My mamu was the only son of his father, who died when he was young. He took care of his sisters and mother. He did not like to accept any help from her sisters even when they wanted to. But my mother and father would take great affort to get gifts for him in ways that would help him out without giving cash. He expired a few years ago. My father, helped his son establish a business and helped him on each of his sister’s weddings.

Re: Huge fight with husband

Was watching Bill Moyer' shoe. He was interviewing Chris hedges "days od destruction days of revolt". The word iconography came up. I let it go. Then the word iconoclast came up. Then I knew readers would want to know.

Re: Huge fight with husband


e
**
In an ideal world...everyone is self sufficient and no one needs anyone.

But that is not the case.

It would be awesome if you understood the plight and difficulties of other people and were at least sympathetic to their needs.
**

Re: Huge fight with husband

*aap ki izzat bari hai, ya aap ki ghairat ??? Matlab ????? and which are you refering to
*

Your daughter doesn't even come before your uncles and cousins ??? Truly I feel sorry for you.

You are stuck in a rut. God only helps those who help themselves. If you do not wish to open your eyes then we can't force you. I hope you have only sons so you do not have any problems in the future. This mindset of your not only makes people not want to have daughters but multiplies into numerous others CRIMES which we all read in the newspapers everyday. You have a seedling in your mind which is only going to grow evil. Khair......banging head against wall only means my head is gonna hurt.

Since you did not provide a logical explanation, I assume you do not have one. Which means you are wrong.

Ohhhh... this just popped in my mind.....

Ok wot if you were only left with your DIL in the future and she was working ( ur son did not leave her anything) , would you accept money from her if you were starving ??? Your DIL does not have sons only daughters.

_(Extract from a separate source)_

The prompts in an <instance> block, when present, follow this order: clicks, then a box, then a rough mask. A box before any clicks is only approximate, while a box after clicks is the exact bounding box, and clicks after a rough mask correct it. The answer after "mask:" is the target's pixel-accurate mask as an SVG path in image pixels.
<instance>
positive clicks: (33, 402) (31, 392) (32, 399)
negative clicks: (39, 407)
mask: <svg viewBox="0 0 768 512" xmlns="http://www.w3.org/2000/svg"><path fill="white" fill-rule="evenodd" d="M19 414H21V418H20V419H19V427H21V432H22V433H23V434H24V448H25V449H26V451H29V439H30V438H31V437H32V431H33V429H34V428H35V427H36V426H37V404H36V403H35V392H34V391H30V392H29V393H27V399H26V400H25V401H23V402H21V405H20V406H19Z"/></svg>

Re: Huge fight with husband

aoa .. i am one of similar person who helped my parents before i got married to a hearltess person ... had to hear similar dialogues tht my father is ths and tht jo apni beti ka paisa khata hai whereas i believe its the right of a girl and boy both to support their parents no matter its financial moral or any other ... long story but yeah i was and still am a victim of verbal and occasional physical abuse ...and there is one more abuse tht i am going thru and its the financial one .. my husband does not allow me to work anymore and does not financially provde for me tht way a husband is supposed to do...i hardly get anything from him in a month as an allowance ... ... husbands of such breed are bascially insecure coward and immature and they want to throw their garbage on wifes to feel good abt themselves...thts how they are raised... i have not been able to mould him ..maybe time will !!!